Teleost display remarkable species diversity despite relatively conserved karyotypes, suggesting an important role for chromosomal rearrangements in speciation. Yet this hypothesis remains poorly tested in pelagic marine fishes, as genomic studies have predominantly focused on freshwater and coastal taxa. In this study, we investigated the genomic basis of hybrid incompatibility between two parapatric Pacific mackerels, Scomber japonicus and S. australasicus, hypothesizing chromosomal rearrangements as the major driving forces. We generated haplotype resolved de novo genome assemblies for both Pacific species and assessed genomic rearrangements along with the genome of the Atlantic species, S. scombrus, reconstructed from publicly available data. Comparative genomic analyses revealed extensive chromosomal rearrangements across the genomes. Notably, the rate of chromosomal inversions was approximately sevenfold higher between the two Pacific species than between allopatric lineages. These rearrangements included complex structural changes involving megabase-scale inversions and associated translocations. Our analyses also showed that the sex chromosomes of the three species evolved independently. In the two Pacific species, large recombination-suppression regions (>10 Mb) arose convergently but through distinct mechanisms: tandem chromosomal inversions in S. japonicus and, most likely, transposable element mediated sequence divergence in S. australasicus.

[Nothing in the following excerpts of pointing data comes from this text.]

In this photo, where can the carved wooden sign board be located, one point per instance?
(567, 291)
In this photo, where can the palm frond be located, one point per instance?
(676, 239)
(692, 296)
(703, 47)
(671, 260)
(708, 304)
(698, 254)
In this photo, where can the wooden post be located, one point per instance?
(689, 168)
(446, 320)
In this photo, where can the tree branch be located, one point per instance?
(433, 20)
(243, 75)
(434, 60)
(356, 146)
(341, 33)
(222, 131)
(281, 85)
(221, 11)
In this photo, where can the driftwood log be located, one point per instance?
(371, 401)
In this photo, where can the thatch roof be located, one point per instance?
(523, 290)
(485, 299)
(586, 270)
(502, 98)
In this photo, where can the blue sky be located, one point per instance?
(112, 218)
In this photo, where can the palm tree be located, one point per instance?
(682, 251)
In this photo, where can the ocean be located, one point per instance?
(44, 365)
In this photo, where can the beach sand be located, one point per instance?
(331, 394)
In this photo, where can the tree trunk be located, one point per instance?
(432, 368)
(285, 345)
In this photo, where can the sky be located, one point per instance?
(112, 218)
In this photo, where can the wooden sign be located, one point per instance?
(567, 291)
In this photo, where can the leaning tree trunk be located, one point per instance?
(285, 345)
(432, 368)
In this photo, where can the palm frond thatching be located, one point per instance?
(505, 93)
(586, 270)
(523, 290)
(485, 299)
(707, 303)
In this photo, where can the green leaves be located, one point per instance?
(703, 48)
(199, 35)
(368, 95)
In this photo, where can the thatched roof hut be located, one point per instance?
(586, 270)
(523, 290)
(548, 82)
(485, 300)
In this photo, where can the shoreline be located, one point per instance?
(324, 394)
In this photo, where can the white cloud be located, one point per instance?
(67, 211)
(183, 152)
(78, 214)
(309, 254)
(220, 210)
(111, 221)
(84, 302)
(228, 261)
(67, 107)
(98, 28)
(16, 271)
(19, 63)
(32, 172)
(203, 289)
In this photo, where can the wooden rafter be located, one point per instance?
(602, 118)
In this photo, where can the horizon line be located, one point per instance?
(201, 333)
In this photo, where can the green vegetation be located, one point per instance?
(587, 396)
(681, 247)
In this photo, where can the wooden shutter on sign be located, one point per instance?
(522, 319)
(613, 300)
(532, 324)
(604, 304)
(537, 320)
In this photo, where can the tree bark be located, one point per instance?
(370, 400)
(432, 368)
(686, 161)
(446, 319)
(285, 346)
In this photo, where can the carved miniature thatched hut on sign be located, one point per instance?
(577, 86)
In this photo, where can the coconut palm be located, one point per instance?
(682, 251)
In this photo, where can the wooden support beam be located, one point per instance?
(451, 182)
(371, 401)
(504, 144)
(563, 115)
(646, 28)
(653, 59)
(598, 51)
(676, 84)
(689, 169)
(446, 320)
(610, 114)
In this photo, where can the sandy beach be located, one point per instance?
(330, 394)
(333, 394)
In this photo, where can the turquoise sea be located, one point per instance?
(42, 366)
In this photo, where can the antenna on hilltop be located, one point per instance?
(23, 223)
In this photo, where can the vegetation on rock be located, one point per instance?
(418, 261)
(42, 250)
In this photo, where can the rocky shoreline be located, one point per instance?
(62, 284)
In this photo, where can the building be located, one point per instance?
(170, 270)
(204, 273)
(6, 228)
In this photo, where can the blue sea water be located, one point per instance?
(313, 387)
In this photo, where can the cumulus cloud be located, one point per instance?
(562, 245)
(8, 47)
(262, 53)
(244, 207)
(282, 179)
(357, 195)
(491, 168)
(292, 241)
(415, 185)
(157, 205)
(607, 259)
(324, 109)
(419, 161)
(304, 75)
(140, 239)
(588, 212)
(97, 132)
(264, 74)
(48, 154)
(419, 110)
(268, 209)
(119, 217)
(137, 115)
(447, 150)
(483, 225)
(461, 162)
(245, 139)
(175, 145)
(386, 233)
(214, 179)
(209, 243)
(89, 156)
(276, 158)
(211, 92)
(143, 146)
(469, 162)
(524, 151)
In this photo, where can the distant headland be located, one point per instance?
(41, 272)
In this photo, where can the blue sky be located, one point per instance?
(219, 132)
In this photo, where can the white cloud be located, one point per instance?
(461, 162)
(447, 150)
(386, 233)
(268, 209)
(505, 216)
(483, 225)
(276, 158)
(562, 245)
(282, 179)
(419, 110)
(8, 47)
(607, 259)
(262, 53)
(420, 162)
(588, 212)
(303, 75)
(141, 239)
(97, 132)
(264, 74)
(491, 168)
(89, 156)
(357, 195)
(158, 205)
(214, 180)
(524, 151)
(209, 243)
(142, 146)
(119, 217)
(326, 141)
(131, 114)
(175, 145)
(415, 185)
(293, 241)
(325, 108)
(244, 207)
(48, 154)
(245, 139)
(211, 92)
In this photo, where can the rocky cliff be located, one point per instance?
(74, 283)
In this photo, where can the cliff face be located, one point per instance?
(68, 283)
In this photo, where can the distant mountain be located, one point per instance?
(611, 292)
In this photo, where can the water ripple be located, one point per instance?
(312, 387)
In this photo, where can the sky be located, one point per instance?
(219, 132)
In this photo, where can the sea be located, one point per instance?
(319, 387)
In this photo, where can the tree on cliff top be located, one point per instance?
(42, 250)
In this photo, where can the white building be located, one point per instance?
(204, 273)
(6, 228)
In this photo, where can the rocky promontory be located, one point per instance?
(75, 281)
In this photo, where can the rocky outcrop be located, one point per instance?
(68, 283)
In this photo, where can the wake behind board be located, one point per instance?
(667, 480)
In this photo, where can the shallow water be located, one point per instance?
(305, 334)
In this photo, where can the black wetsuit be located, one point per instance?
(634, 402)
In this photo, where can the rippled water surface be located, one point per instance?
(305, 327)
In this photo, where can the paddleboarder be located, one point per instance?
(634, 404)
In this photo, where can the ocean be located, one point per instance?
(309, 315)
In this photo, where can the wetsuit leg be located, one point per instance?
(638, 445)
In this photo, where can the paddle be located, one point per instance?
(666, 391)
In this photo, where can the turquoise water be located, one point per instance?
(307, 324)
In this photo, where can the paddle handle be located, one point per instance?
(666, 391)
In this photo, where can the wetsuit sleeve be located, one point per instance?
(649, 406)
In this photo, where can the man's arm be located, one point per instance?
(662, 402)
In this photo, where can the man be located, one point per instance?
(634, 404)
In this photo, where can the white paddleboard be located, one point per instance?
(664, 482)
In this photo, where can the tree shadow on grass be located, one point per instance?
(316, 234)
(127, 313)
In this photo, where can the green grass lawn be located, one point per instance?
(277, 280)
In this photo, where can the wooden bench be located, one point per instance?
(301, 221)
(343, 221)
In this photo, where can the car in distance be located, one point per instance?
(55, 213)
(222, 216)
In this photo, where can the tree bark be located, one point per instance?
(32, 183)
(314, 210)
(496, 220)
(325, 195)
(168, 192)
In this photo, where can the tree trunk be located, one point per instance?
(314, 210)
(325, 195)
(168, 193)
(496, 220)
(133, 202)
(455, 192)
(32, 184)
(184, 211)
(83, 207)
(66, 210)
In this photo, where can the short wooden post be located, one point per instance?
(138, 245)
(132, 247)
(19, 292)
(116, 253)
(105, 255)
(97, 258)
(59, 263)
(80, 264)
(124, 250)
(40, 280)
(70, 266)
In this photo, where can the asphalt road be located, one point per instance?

By contrast, recombination suppression in S. scombrus is restricted to 14 kb hemizygous region containing amhr2Y, generated by duplication and translocation. Population-level analyses further revealed ongoing evolution of recombination-suppressed regions in the Pacific species and uncovered multiple Y chromosome lineages in S. australasicus that differ markedly in the extent of recombination suppression. Together, these results demonstrate rapid structural genome evolution in Scomber and provide a genomic framework for understanding how chromosomal rearrangements contribute to reproductive isolation, sex chromosome turnover, and the diversification of pelagic marine fishes.